[Resolved] Metadata detect

Hi @neha , As you suggested, I applied above but facing different issue.

cleaned_data = poc.drop_unknown_references(data, metadata)
Traceback (most recent call last):
File “”, line 1, in
File “/sasdata/python3.8/lib/python3.8/site-packages/sdv/utils/poc.py”, line 33, in drop_unknown_references
table_names = sorted(metadata.tables)
AttributeError: ‘dict’ object has no attribute ‘tables’

Hello @ashok.kumar.muthimen , can you share your code until you ran this code snippet? We would like to see how you loaded your data and how did you load or created your metadata.

import sdv

print(sdv.version.enterprise)

import pandas as pd

from sdv.metadata.multi_table import MultiTableMetadata
from sdv.multi_table import HSASynthesizer

df_master = pd.read_csv(‘/saswork/MDM_CONTACT_MASTER.csv’)
df_person = pd.read_csv(‘/saswork/MDM_CONTACT_PERSON.csv’)

data={‘master’: df_master,‘person’: df_person,‘org’:df_org}

metadata = MultiTableMetadata()

metadata.detect_from_dataframes(data)

metadata.remove_primary_key(‘person’)

metadata.add_relationship(parent_table_name=‘master’,child_table_name=‘person’,parent_primary_key=‘CONT_ID’,child_foreign_key=‘CONT_ID’)

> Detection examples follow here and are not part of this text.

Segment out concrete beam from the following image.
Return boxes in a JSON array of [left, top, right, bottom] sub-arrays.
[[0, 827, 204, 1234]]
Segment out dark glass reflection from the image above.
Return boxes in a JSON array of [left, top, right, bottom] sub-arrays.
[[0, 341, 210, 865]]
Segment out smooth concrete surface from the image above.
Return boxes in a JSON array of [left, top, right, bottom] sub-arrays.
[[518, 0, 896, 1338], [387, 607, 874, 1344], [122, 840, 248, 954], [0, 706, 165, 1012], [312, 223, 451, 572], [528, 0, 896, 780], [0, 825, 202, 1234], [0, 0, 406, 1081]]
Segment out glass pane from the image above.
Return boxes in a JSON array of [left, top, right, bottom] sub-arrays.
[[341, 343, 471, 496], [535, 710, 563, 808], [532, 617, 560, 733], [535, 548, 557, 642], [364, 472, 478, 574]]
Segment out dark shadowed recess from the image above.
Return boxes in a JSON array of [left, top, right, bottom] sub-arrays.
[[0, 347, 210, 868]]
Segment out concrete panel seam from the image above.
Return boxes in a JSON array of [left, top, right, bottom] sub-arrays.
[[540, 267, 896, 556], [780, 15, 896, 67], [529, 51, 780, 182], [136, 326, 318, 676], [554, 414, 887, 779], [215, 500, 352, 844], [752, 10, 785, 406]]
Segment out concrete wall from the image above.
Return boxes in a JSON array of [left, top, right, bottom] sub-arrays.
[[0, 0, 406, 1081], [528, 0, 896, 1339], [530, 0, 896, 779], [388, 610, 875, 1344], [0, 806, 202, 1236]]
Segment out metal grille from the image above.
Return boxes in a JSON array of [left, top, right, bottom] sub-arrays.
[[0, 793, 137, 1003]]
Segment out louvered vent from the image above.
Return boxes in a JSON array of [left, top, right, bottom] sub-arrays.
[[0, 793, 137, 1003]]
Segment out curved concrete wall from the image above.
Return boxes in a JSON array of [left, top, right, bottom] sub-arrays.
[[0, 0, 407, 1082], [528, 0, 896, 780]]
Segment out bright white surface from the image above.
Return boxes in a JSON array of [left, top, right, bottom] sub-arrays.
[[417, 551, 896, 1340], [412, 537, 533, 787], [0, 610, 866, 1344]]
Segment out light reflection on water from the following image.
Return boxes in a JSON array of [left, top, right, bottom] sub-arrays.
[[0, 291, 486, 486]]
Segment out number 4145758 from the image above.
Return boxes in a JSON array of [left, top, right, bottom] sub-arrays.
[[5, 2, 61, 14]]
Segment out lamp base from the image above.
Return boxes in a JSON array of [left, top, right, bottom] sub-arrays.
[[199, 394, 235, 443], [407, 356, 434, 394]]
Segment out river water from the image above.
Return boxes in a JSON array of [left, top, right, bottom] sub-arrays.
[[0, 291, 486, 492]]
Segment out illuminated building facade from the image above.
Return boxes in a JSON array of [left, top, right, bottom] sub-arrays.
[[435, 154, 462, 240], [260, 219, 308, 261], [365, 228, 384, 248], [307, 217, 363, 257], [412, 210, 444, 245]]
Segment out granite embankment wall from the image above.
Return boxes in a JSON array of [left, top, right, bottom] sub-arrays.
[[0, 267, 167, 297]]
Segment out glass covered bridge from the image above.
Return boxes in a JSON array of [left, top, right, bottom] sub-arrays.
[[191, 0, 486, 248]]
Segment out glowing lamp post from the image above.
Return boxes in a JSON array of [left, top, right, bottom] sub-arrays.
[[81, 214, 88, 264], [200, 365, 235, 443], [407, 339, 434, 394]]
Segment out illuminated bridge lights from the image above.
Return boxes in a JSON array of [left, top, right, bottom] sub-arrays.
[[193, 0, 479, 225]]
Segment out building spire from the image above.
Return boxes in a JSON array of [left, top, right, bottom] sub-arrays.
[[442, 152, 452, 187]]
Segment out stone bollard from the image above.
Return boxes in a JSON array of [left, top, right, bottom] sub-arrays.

metadata.save_to_json(‘/saswork/metadata_6.json’)

hsas = HSASynthesizer(metadata)

hsas.fit(data)

Hi @ashok.kumar.muthimen You can try this instead:

cleaned_data = poc.drop_unknown_references(metadata=metadata, data=data)

It is helpful if you name your variables (metadata=) and (data=). Apologies for the confusion.

Also just an FYI that the poc.drop_unknown_references method should be used before creating and fitting the synthesizer.

  1. Use the drop_unknown_references. This will return cleaned data
  2. Create an HSASynthesizer using the metadata
  3. Then fit the HSASynthesizer using the new, cleaned data from step #1

metadata.remove_primary_key(‘person’)
metadata.add_relationship(parent_table_name=‘master’,child_table_name=‘person’,parent_primary_key=‘CONT_ID’,child_foreign_key=‘CONT_ID’)
cleaned_data = poc.drop_unknown_references(metadata=metadata, data=data)
Traceback (most recent call last):
File “/sasdata/python3.8/lib/python3.8/site-packages/sdv/utils/poc.py”, line 42, in drop_unknown_references
metadata.validate_data(data)
File “/sasdata/python3.8/lib/python3.8/site-packages/sdv/metadata/multi_table.py”, line 826, in validate_data
raise InvalidDataError(errors)
sdv.errors.InvalidDataError: The provided data does not match the metadata:
Relationships:
Error: foreign key column ‘CONT_ID’ contains unknown references: (769162789078583302, 273153625548603402, 373450055630721902, 669058145948247803, 819253797098187502, + more). Please use the utility method ‘drop_unknown_references’ to clean the data.

During handling of the above exception, another exception occurred:

Traceback (most recent call last):
File “”, line 1, in
File “/sasdata/python3.8/lib/python3.8/site-packages/sdv/utils/poc.py”, line 65, in drop_unknown_references
raise InvalidDataError([
sdv.errors.InvalidDataError: The provided data does not match the metadata:
All references in table ‘person’ are unknown and must be dropped.Try providing different data for this table.

Hi @ashok.kumar.muthimen , hope you are doing great. Allow me to pitch in.

My name is Wim Blommaert and since 4 years I’m leading the synthetic data roll out at ING Bank in Belgium using SDV. We have done 18 projects so far. Looking at the case here I would recommend the following.

In SDV anything related to multi table really only makes sense when there are parents and childeren connected with PK - FK relations. As here in this case there are 2 tables in 121 relation (PK - PK ) these things don’t really apply. In such case the easy solution is to join the 2 “brother” tables into one single table on the PK. From there on it is then handled as a single table and you can split them out again at the end.

You might want to take a random sample from one of the tables (say 10k random rows) and then join those with the corresponding rows from the other table on the PK.

If you want to try a real multi table case I would recommend selecting parent - child tables connected in a one2many relationship (PK - FK). Hope this makes sense. Kind rgds, Wim

A post was merged into an existing topic: [Bug] InvalidDataError: All references in table are unknown and must be dropped

Hi @ashok.kumar.muthimen and @kalyan, since we have resolved the original issue for metadata detection, I will mark this thread as closed (resolved).

I have started a new topic specifically for the InvalidDataError (All references in table ‘person’ are unknown and must be dropped.Try providing different data for this table.) that you mention.